In drei Reaktoren im Atomkraftwerk Fukushima-Daichii ist es nach dem Erdbeben am 11. März zu Kernschmelzen gekommen. Das räumte die Betrieberfima Tepco jetzt ein.

Da war man noch weit weg und wusste gar nichts: Explosion am 14.3. in Fukushima, beobachtet im Fernsehen. Bild: dpa

TOKIO dpa/afp | Im japanischen Katastrophen-Kernkraftwerk Fukushima ist es höchstwahrscheinlich schon vor Wochen in zwei weiteren Reaktorblöcken zur teilweisen Kernschmelze gekommen.

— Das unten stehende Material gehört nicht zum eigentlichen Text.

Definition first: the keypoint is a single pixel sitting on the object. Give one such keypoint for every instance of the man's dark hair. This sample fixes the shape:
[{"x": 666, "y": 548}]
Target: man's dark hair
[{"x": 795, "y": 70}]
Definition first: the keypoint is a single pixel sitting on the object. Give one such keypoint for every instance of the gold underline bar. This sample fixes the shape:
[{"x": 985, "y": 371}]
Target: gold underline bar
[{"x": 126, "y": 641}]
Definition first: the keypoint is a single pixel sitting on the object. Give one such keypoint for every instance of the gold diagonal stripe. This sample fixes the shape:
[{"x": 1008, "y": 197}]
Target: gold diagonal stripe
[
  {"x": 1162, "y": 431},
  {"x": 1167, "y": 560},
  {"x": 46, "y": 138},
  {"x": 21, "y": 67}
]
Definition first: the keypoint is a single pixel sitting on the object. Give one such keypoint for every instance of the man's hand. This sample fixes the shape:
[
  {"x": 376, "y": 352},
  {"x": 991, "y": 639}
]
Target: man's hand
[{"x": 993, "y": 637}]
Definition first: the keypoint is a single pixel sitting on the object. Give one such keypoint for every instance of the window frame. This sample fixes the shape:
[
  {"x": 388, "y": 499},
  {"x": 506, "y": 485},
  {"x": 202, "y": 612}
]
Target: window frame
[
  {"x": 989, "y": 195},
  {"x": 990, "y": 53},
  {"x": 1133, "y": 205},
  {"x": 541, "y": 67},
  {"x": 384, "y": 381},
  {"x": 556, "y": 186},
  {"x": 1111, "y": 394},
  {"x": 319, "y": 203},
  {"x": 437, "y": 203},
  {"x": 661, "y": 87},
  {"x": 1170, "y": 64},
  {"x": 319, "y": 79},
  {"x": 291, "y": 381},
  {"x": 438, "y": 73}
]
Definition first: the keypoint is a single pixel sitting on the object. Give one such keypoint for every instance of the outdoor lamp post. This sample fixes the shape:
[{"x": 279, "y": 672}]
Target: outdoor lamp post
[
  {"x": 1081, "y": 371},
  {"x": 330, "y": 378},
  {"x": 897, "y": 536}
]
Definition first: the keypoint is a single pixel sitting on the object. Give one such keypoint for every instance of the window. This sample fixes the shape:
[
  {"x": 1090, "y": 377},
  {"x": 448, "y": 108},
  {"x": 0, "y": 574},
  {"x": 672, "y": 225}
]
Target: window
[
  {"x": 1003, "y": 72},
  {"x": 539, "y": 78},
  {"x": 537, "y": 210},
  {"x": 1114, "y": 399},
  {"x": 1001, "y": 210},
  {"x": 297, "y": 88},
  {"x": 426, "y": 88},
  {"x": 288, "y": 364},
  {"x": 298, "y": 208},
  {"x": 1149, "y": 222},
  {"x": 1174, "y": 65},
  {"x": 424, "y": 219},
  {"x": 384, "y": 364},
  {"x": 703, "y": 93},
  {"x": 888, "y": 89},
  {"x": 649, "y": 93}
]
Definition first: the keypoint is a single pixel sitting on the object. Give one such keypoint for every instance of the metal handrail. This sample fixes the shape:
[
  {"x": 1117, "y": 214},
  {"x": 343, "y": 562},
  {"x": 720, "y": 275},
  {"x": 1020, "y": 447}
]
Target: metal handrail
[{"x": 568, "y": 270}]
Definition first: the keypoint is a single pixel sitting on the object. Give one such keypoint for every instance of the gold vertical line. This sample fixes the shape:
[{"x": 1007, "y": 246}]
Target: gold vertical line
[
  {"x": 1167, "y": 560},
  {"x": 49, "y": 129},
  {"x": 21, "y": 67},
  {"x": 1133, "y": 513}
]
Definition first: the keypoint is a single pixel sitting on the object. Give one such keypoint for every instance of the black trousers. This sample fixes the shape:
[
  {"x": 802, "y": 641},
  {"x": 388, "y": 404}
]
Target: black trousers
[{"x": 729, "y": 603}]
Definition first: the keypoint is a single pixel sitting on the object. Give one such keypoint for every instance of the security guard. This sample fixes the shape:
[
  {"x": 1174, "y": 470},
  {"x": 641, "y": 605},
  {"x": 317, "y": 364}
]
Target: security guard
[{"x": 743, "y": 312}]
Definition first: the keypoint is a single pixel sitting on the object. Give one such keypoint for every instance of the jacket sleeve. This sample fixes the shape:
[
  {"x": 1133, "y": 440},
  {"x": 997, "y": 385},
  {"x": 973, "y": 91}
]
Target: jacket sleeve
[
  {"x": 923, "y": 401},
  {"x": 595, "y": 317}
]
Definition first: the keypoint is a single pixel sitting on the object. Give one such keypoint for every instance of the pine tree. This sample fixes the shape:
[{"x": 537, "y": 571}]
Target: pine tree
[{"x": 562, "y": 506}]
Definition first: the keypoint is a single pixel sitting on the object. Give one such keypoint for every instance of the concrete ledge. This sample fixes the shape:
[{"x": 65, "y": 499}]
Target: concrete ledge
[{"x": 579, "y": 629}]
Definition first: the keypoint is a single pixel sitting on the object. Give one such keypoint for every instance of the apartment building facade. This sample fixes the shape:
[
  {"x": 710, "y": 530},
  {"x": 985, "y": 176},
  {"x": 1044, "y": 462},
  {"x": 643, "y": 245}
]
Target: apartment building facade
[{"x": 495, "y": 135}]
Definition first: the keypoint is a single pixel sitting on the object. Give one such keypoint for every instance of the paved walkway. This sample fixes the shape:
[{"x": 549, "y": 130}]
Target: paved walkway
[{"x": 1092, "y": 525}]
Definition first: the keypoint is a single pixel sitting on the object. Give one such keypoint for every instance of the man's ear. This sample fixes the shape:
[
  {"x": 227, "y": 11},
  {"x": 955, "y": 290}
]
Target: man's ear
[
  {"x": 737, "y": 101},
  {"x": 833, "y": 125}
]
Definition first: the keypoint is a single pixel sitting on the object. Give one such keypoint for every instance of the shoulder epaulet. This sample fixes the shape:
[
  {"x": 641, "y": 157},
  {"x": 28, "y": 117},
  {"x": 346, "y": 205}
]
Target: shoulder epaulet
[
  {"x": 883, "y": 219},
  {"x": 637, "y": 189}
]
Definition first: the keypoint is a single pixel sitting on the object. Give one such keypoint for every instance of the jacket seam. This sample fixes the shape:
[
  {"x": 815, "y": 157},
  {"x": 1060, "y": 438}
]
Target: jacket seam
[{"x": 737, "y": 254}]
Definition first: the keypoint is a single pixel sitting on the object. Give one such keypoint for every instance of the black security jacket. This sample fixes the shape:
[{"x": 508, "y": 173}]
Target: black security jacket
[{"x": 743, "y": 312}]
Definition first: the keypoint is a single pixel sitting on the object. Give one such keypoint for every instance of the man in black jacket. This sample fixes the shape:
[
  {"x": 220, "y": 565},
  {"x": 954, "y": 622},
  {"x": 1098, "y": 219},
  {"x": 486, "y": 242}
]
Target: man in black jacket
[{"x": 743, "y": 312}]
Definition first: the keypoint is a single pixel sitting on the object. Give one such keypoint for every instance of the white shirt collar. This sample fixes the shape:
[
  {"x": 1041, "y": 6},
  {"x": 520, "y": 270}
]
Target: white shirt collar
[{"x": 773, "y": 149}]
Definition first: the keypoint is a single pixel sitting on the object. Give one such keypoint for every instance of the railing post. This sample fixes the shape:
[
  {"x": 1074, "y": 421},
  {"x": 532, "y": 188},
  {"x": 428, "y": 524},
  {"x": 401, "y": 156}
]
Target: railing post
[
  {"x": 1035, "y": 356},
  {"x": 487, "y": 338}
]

In Reaktor 1 auch in den Reaktoren 2 und 3 sei das "sehr wahrscheinlich", sagte ein Tepco-Sprecher am Dienstag bei der Veröffentlichung neuer Messwerte. Sie würden aber gekühlt und seien "stabil", ergänzte der Unternehmenssprecher.

Damit hätte es dann in drei der insgesamt sechs Reaktorblöcke des AKW Fukushima Daiichi eine Kernschmelze gegeben. Das Kraftwerk war am 11. März durch ein schweres Beben und einen anschließenden Tsunami stark beschädigt worden. Das Kühlsystem fiel aus. Seither tritt Radioaktivität aus.

Aktuelle Infos

Die Gesellschaft für Reaktorsicherheit (GRS) stellt aktuelle Infos zur Lage in den Atomkraftwerken in Fukushima bereit.

60 bis 100 Stunden nach dem Beben

Bisher war Tepco davon ausgegangen, dass lediglich in Reaktor eins die Brennstäbe größtenteils geschmolzen seien und sich die Masse nun am Boden des Reaktordruckbehälters befinde. Atomexperten hatten schon früher vermutet, dass es auch in den anderen Reaktorblöcken eine teilweise Kernschmelze gegeben habe.

Wie der Betreiber am Dienstag weiter mitteilte, dürfte in Reaktor zwei und drei der größte Teil der Brennstäbe bereits 60 bis 100 Stunden nach dem Beben geschmolzen und auf den Boden der Druckbehälter gelaufen sein. Die Temperaturen an den Behältern deuteten aber darauf hin, dass es durch die Einleitung von Wasser gelungen sei, die Schmelzmasse zu kühlen und stabil zu halten, berichtete die Nachrichtenagentur Kyodo.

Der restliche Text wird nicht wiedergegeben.